DRS’ Michael Beaton explores how the use of long-form confirmations may change as a result of a recently published IOSCO consultation paper.
Some practitioners consider a long-form confirmation to be a confirmation that sets out, in full, all the terms and provisions applicable to a transaction  (Type 1). Others consider a long-form confirmation to be one which deems an underlying ISDA Master Agreement to exist in circumstances where an actual ISDA Master Agreement has not been executed (Type 2). Either way, the use of long-form confirmations has a long-established history. Although the extent of their use has declined in recent years as a result of increased focus on risk management, the desire to take advantage of trading opportunities means that the practice of trading ahead of legal documentation is still not extinct. This is particularly the case with respect to shorter dated transactions and certain asset classes, such as FX.

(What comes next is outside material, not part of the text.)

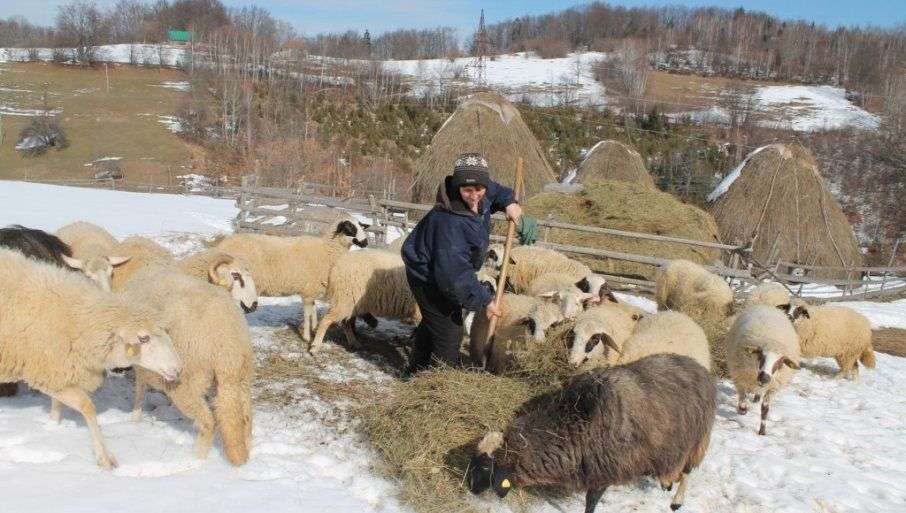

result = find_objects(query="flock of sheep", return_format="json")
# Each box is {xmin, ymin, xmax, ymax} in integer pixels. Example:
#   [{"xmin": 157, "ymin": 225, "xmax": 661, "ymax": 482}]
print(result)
[{"xmin": 0, "ymin": 215, "xmax": 875, "ymax": 512}]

However, this situation may be about to change. On 17 September 2014, the International Organization for Securities Commission (IOSCO) published a consultation paper on “Risk Mitigation Standards for Non-centrally Cleared OTC Derivatives”. The policies detailed within the consultation apply to financial entities and systemically important non-financial entities that engage in non-centrally cleared OTC derivatives. The risk mitigation techniques themselves will be familiar to readers of EMIR and the Dodd-Frank Act and address:
• Trading Relationship Documentation
• Trade Confirmations
• Trade Reconciliation
• Portfolio Compression; and
• Dispute Resolution.
On the subject of the confirmation of derivative transactions, the consultation paper states that “in the case of one-off transactions, trading relationship documentation could take the form of a trade confirmation that includes all material rights and obligations of the counterparties to the non-centrally cleared OTC derivatives transaction, which have been agreed between them”. In other words, it is possible to use a long-form confirmation on a one-off basis. Although the execution of multiple “Type 1” long-form confirmations risks a loss of netting benefit, presumably, IOSCO is primarily concerned about the risks associated with executing multiple “Type 2” long-form confirmations. Whilst deeming an underlying ISDA Master Agreement to exist, long-form confirmations of this type typically do not document any of the elections that are made within the schedule to the ISDA Master Agreement and which assist in managing risk, such as the identity of specified entities, cross-default thresholds and applicability of Automatic Early Termination. Viewed from this perspective, IOSCO’s position is an understandable attempt to enhance legal certainty.
The consultation paper seems to imply that, where two or more transactions between counterparties exist, a long-form confirmation should not be used. In these circumstances, written trading relationship documentation should be executed prior to or contemporaneously with the execution of the non-cleared derivatives transaction. No distinction is made between short-dated or long-dated transactions or between asset classes. This may require some firms to revisit existing practices around the documentation of derivatives transactions. The industry has until only 17 October 2014 to respond to the consultation so, whilst not yet over, the days of the long-form confirmation are certainly numbered.